Orff-Schulwerk kavramının anlam ve içeriğini doğru ifade edebilecek bir Türkçe karşılık bulma denemesi:
Giriş Notu
Aşağıda / ekte okuyacağınız "Orff-Schulwerk'in Türkçe Karşılığı Nedir?" başlıklı makalenin yazarı Katja Ojala Koçak Mozarteum Üniversitesi Orff Enstitüsü mezunudur. 1998 - 2005 yılları arasında Türkiye'de 'Elementer Müzik ve Hareket Eğitimi' konusunda yetişkinler ve çocuklarla birçok çalışma yapmış olan Koçak, Orff Merkezinin ilk müdürüdür. Türkçe bilgisi, konu ile ilgili Türkçe teknik terimleri ve tanımları karşılaştırıp irdeleyecek düzeydedir.
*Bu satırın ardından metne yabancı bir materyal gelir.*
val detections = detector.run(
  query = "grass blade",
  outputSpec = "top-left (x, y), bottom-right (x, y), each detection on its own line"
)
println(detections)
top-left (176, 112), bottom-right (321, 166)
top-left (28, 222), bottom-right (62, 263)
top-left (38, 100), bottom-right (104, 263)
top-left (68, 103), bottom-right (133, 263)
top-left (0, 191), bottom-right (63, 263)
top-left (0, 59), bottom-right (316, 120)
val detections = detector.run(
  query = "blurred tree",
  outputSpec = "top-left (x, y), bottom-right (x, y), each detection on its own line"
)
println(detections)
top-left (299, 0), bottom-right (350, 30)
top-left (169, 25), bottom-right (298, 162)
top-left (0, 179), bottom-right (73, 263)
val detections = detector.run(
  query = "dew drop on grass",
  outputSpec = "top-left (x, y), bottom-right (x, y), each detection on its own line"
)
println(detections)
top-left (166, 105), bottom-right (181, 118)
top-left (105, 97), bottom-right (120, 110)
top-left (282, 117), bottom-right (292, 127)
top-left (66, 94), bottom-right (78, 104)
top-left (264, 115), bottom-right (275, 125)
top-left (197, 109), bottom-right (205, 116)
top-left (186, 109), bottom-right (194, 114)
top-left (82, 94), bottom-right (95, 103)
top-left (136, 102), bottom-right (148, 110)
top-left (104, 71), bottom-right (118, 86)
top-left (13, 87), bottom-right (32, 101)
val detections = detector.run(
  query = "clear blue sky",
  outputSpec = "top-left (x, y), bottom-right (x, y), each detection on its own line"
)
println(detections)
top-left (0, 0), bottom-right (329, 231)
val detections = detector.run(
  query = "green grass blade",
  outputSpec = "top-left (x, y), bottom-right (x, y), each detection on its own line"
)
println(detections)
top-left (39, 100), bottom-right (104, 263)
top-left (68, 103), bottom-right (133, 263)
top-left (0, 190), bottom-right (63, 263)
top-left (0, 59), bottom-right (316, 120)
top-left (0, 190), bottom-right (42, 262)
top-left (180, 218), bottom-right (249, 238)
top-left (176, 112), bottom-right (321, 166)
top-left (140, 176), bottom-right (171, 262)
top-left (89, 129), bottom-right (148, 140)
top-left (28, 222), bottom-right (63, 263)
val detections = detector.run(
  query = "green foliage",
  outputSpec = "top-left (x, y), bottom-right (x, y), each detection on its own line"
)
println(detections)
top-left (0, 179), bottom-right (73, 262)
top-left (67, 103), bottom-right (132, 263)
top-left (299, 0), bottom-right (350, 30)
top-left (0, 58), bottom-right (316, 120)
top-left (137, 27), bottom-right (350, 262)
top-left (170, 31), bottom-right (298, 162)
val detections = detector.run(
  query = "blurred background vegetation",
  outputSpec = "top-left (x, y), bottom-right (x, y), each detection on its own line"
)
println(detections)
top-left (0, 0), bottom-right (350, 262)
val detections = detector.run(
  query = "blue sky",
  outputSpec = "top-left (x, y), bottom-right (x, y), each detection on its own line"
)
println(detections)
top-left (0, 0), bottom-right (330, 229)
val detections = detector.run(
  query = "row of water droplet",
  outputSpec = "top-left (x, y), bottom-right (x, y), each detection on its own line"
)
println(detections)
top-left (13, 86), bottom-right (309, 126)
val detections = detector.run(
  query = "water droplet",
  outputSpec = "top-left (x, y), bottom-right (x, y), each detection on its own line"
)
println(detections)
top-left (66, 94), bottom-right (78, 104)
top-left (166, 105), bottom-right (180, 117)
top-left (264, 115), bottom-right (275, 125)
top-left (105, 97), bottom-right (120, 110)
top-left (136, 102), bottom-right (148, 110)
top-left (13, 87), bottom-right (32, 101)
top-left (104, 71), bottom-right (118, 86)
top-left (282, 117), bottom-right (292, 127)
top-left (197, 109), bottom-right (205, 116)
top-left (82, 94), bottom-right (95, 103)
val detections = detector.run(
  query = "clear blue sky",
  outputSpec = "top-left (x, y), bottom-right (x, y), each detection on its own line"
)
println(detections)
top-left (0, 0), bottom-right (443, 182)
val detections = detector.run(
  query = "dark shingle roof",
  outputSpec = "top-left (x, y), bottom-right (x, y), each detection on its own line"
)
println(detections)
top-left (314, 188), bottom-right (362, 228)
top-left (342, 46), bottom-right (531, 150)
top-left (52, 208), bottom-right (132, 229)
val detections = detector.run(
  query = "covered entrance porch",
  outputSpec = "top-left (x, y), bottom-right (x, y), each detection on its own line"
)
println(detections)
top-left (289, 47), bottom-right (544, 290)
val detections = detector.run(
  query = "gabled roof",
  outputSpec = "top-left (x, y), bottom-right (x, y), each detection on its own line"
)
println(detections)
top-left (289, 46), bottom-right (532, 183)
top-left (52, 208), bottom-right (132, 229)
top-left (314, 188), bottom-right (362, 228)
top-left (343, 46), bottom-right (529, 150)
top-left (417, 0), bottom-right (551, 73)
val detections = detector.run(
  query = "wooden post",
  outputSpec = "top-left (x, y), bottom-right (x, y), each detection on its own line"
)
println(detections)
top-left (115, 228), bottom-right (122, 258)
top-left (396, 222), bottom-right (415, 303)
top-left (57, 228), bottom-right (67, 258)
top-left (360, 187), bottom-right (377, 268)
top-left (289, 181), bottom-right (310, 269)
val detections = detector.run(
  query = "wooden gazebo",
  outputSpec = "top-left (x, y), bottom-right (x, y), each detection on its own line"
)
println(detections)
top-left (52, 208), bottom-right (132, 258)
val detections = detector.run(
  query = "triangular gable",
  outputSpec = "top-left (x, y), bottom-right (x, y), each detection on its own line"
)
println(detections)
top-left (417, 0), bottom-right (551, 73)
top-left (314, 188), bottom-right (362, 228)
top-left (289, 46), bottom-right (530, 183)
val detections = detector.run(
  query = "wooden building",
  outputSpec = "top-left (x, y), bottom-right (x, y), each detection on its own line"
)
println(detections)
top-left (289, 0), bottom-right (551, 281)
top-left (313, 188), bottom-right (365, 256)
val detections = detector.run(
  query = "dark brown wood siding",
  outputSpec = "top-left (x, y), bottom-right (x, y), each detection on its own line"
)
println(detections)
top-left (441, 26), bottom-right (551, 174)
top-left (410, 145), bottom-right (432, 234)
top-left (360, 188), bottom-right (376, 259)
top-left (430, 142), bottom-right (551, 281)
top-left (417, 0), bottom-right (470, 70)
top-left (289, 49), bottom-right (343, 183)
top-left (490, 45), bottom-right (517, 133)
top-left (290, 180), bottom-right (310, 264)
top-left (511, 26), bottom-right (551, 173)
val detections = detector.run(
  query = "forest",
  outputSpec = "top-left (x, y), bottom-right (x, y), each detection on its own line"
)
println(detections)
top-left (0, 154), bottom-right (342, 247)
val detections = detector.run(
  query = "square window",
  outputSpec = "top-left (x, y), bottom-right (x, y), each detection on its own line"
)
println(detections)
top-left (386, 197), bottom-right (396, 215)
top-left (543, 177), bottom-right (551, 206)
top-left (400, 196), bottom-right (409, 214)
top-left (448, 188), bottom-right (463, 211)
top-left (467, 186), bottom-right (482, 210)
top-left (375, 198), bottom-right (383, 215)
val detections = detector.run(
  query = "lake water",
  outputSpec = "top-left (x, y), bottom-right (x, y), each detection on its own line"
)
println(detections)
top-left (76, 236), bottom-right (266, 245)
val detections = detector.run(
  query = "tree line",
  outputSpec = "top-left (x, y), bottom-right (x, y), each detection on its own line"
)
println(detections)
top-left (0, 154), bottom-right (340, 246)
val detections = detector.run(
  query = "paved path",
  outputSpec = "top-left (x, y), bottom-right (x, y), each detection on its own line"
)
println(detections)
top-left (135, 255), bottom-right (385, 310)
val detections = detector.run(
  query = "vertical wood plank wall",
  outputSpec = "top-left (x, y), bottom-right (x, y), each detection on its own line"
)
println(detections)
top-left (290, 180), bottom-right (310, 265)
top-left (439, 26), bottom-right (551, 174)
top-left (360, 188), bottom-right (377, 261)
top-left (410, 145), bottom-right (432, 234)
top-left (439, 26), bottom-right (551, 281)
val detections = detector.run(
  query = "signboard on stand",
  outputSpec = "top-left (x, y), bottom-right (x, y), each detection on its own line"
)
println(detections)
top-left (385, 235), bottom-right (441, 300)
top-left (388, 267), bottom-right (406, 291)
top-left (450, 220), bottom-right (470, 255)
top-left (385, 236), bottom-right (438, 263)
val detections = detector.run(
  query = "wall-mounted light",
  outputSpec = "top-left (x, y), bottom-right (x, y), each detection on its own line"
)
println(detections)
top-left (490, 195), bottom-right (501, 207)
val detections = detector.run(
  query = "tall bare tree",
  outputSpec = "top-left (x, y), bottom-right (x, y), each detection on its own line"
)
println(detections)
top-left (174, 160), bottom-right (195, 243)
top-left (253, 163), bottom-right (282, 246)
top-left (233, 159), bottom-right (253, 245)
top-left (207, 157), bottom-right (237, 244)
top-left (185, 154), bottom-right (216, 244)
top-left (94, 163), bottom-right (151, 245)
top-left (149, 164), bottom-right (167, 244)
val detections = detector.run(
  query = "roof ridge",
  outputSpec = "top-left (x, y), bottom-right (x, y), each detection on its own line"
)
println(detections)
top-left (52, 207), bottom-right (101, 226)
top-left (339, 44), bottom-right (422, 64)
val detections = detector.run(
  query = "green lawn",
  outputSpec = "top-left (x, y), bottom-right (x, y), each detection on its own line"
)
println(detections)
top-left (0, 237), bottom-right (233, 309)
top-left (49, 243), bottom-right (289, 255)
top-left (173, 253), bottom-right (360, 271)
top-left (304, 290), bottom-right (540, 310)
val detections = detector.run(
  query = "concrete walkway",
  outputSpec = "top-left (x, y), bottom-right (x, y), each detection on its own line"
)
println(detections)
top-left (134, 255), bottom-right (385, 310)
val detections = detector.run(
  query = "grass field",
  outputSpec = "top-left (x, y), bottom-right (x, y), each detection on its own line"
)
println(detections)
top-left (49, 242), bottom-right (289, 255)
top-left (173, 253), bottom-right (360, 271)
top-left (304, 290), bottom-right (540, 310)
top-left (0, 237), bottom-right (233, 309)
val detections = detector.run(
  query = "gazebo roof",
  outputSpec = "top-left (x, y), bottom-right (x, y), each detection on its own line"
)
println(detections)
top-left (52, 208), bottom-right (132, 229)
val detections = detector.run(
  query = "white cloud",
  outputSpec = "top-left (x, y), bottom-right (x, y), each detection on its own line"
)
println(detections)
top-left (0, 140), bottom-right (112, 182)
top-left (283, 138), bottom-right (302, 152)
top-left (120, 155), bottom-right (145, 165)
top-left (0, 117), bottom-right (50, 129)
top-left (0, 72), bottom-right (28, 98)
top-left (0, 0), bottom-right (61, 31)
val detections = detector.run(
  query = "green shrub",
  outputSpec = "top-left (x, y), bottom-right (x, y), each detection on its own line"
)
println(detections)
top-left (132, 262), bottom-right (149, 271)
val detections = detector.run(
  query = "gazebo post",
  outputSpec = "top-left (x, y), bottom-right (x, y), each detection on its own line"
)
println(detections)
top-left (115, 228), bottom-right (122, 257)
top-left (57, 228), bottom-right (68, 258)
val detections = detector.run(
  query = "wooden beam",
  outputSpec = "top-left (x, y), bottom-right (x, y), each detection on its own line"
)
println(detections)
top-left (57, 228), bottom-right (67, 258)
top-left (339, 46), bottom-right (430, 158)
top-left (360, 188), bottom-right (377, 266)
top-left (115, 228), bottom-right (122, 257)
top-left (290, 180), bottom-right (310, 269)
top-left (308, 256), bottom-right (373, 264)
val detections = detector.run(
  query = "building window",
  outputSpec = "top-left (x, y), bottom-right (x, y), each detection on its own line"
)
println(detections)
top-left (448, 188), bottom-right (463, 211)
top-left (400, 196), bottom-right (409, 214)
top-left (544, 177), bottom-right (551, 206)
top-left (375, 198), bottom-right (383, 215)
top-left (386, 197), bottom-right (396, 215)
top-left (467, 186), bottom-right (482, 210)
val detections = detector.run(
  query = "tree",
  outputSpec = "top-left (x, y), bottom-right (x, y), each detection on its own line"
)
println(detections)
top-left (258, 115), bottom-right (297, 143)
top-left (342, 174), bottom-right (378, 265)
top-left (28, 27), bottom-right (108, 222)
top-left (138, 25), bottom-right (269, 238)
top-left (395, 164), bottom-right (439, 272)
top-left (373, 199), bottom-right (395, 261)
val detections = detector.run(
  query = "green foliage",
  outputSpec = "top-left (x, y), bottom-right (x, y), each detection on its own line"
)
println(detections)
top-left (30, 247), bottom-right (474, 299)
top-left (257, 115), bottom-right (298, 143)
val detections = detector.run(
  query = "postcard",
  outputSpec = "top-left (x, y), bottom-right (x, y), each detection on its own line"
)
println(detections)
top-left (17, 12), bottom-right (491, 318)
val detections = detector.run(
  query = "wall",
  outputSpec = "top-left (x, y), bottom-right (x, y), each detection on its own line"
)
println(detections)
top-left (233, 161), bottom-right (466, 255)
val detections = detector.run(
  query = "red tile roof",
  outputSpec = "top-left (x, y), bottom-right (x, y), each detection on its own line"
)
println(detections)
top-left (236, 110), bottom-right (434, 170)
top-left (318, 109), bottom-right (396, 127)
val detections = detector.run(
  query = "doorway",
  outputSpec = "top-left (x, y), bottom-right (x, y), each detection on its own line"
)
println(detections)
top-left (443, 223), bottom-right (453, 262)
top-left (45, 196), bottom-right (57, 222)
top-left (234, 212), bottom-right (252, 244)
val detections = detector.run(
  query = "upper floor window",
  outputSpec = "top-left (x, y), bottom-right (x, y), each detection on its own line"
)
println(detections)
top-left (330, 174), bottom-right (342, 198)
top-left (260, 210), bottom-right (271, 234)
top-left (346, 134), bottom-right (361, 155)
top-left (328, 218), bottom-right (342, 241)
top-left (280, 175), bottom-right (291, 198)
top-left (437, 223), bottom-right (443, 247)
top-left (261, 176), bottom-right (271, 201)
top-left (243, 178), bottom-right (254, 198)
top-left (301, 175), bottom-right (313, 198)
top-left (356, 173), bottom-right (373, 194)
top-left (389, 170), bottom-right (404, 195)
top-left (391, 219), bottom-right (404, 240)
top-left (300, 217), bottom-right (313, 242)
Söz konusu yazı Almanca dışındaki dillerde sorun oluşturan 'Schulwerk' tanımının Türkçedeki kullanımını ele almaktadır. Üniversitelerimizde ve diğer eğitim kurumlarında Orff-Schulwerk Elementer Müzik ve Hareket Eğitimi çalışmaları yapan eğitimcilerimizin bu konudaki görüşlerini Orff Merkezi ile paylaşmalarını bekliyoruz.
Fatoş Auernig
Orff Merkezi Müdürü
ORFF-SCHULWERK'in Türkçe Karşılığı Nedir?
Katja Ojala Koçak
(Çeviri: Nazan Laslo)
Terminolojide Karmaşa
Türkiye'de müzik eğitimi alanında Orff-Schulwerk konusundaki çalışmalar on yıllardır sürmesine rağmen, Orff Merkezi kuruluncaya kadar bu konuda bir literatür oluşmamış ve bilimsel metinlerin çevirileri yapılmamıştır. Bazı araştırmacılar ve bu alanda akademik çalışma yapanlar kendi amaçları doğrultusunda konu kapsamındaki bazı metinleri Türkçeye çevirmiş veya bu işi çevirmenlere yaptırmışlardır. Bunun doğal sonucu olarak terminolojide bir karmaşa ortaya çıkmış, ortak kavramları içeren bütünsel bir dil meydana gelmemiştir. Prof. Ali Uçan bu sorunu 2003 yılındaki Uluslararası Orff Sempozyumunun açılış konuşmasında şöyle ele almıştır: ". Buna Orff'un 'Elementer Müzik Eğitimi' adlandırmasına dayanılarak önceleri 'Elementer Müzik Eğitimi' deniliyordu; sonraları onun yanı sıra 'Orff Öğretisiyle Elementer Müzik Eğitimi', 'Orff Anlayışıyla Elementer Müzik Eğitimi' ve 'Orff Anlayışı Çerçevesinde Elementer Müzik Eğitimi' de denilir oldu. Bugün de böyle denilmesi sürdürülmekle birlikte bunların yanı sıra 'Orff Öğretisiyle Temel Müzik Eğitimi' ya da 'Orff Anlayışıyla Temel Müzik Eğitimi' de deniliyor." (Uçan: Türkiye'de Müzik Eğitiminin Gelişimi, Orff Okul Öğretisinin Tanımı - Uygulanımı - Uyarlanımı ve Orff Anlayışıyla Temel Müzik Eğitiminin Genel Durumu; s. 11, 2003). Bu tanımlamalardan hiç birinin, Orff-Schulwerk'te müzikle ayrılmaz bir bütün oluşturan "Hareket", "Dans" veya "Hareket / Dans Eğitimi", "Dil" veya "Dil Eğitimi" kavramlarını içermemesi dikkat çekicidir.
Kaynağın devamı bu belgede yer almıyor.